Why Meat Is Bad For The Planet (Or, Rather, Humanity)

Apart from the ethical aspects of eating meat, especially meat produced in factory farms, and the adverse effects of meat production on biodiversity (which are considerable topics in themselves), our obsession with animal protein is bad for humanity in many other ways. I have previously written about the connection between industrial farming and the increasing numbers of zoonoses, including our old friend SARS-CoV-2.

Global beef and dairy consumption generates more greenhouse gas (GHG) than all the World’s cars. Cattle have been estimated to be responsible for 9% of human-induced GHG. To look at it another way, 24% of total GHG emissions come from agriculture and land use, of which 25% comes from cattle meat production. The reason cattle and other ruminants are particular contributors to climate change is that they generate methane. Although it is shorter-lived than carbon dioxide, methane traps over 84 times more heat in the atmosphere over a 20-year period and 28 times more over 100 years. There is evidence that feeding seaweed to cows, even in small amounts, can significantly reduce their methane production. However, the component of seaweed that has this effect is classed as a carcinogen by some environmental protection agencies, and if our cattle numbers are to keep increasing the amount of seaweed needed would be substantial.

Compared with 46.2 kg carbon dioxide emitted per kg product for beef, the equivalent figures for chicken and pork are 5.4 and 6.1, so from a climate change point of view it is a good thing that recently beef production has declined, but this may only be a temporary hiatus. Almost 30% of the World’s ice-free land is used to raise livestock. We grow an enormous amount of crops to feed these animals, and making space for this almost inevitably involves deforestation. To combat this aspect of the problem, some have proposed farming insects to make animal feed.

The Drugs Don’t Work

The final problem with meat that makes it a threat to human existence relates to antibiotic resistance, which, if unchecked, could effectively cripple modern medical care. Around 60-70% of antibiotics used globally are given to farm animals. Antibiotics have been used in livestock rearing for over 60 years.
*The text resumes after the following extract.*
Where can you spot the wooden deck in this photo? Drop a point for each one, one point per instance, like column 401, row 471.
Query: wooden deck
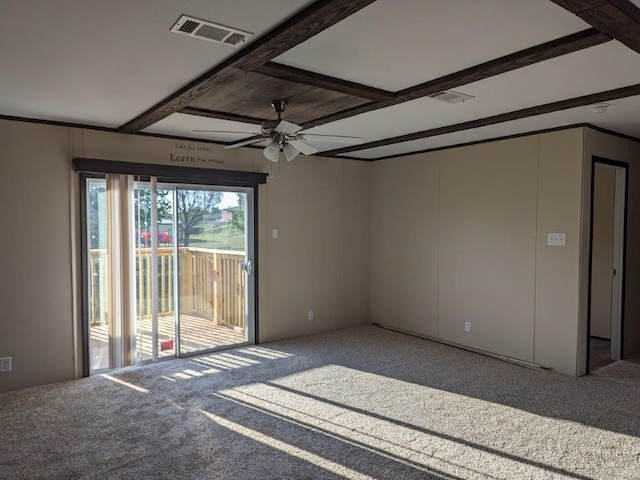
column 195, row 334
In Europe, they were originally given to animals to boost their growth, but antibiotic use for this purpose was banned throughout the EU in 2006. It is, however, still common practice in the United States and several other countries.

Another use (or abuse, depending on your point of view) of antibiotics in farming is as an “insurance policy” for intensive farming systems. In the EU, farmers may routinely dose groups of animals preventatively with important antibiotics, even when no disease has been diagnosed in any of the animals. This is particularly common in the UK pig and poultry industries, where animals are often kept in overcrowded and stressful conditions.

According to the World Health Organisation (WHO), antimicrobial resistance (AMR) is one of the top 10 global public health threats facing humanity. WHO recognises that misuse and overuse of antimicrobials are the main drivers in the development of drug-resistant pathogens. Even if we ignore the risks of death and disability related to AMR, it also carries significant economic costs. It tends to result in prolonged illness with longer hospital stays, and necessitates the use of more expensive medicines. If antimicrobials become increasingly ineffective, the success of modern medicine in treating infections, including during major surgery and cancer chemotherapy, would be greatly compromised.

Conclusion

So, meat may be tasty, but its associations with loss of biodiversity, pandemic risk, climate change and antibiotic resistance, not to mention the major ethical issues associated particularly with industrial farming, make the current state of play unsustainable.